The Martyrology of Donegal gives his death as 4th April, 548, and gives something of his descent as follows:

"Bishop of Cluaoi-eois in Fera-Manach, or it is between Fera-Manach and Oirghialla Cluain-eois is. Tighernach is of the race of Cathaoir Mór, Monarch of Erinn, of the Leinstermen. Dearfraoich, daughter of Eochaidh, son of Criomhthann, king of Oirchiall, was his mother."

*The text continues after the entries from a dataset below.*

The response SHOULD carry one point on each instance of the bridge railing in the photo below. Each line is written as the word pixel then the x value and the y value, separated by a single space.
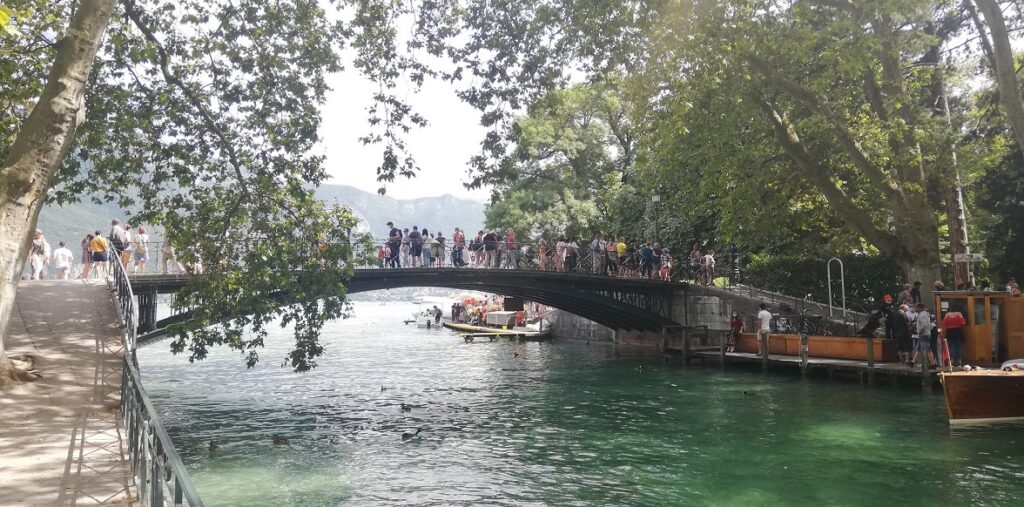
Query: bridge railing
pixel 161 258
pixel 160 475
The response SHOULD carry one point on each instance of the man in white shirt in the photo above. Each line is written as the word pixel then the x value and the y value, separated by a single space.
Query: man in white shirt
pixel 62 260
pixel 40 251
pixel 764 328
pixel 923 328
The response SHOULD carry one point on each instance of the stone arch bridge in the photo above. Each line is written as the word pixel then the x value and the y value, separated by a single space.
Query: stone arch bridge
pixel 622 304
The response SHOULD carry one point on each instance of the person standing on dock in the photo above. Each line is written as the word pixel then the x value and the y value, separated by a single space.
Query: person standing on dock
pixel 735 329
pixel 764 329
pixel 393 243
pixel 952 326
pixel 925 335
pixel 62 260
pixel 901 333
pixel 40 255
pixel 415 246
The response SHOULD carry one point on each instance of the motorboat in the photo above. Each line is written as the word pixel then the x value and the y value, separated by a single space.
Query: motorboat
pixel 985 395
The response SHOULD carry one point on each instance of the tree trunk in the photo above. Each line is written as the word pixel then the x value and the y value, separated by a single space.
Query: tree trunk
pixel 919 249
pixel 39 149
pixel 1006 72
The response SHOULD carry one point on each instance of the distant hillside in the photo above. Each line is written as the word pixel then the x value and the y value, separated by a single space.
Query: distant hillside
pixel 71 223
pixel 438 213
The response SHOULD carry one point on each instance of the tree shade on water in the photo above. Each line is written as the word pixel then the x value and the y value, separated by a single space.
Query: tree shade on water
pixel 560 423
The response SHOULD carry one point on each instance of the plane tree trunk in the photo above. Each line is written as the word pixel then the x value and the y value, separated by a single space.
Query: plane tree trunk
pixel 38 151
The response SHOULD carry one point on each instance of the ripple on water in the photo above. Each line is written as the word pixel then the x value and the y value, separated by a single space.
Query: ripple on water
pixel 562 424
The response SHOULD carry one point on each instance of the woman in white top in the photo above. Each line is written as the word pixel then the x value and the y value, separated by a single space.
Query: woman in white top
pixel 140 246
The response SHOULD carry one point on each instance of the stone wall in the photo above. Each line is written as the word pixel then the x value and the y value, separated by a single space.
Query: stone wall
pixel 694 305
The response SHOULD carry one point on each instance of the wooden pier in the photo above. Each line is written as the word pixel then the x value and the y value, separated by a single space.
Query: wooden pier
pixel 893 373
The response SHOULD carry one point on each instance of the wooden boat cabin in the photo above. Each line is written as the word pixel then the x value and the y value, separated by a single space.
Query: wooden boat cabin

In the Life of St. Tighernach, quoted in Butler's Lives of the Irish Saints, it is stated that, while passing through Kildare, city of St. Brigid, with his foster-father, Cormac, who may well have been his maternal grandfather, the future saint was baptised by St. Conleth. Butler continues:

"From the foregoing narrative, Bollandus infers, that as Conlaid had been a bishop, when he baptized St. Tighernach, his elevation to the episcopal rank must have been accomplished previous to A.D. 480. For, St. Maccarthen died in the year 506; and, he was immediately succeeded in the See of Clogher by St. Tighernach. Supposing correctness in the foregoing account, it is conjectured, his baptism must have taken place, at least thirty years before the latter date, and during the younger days of his godmother, St. Brigid."

St. Tigernach of Clones and Clogher, pray for us!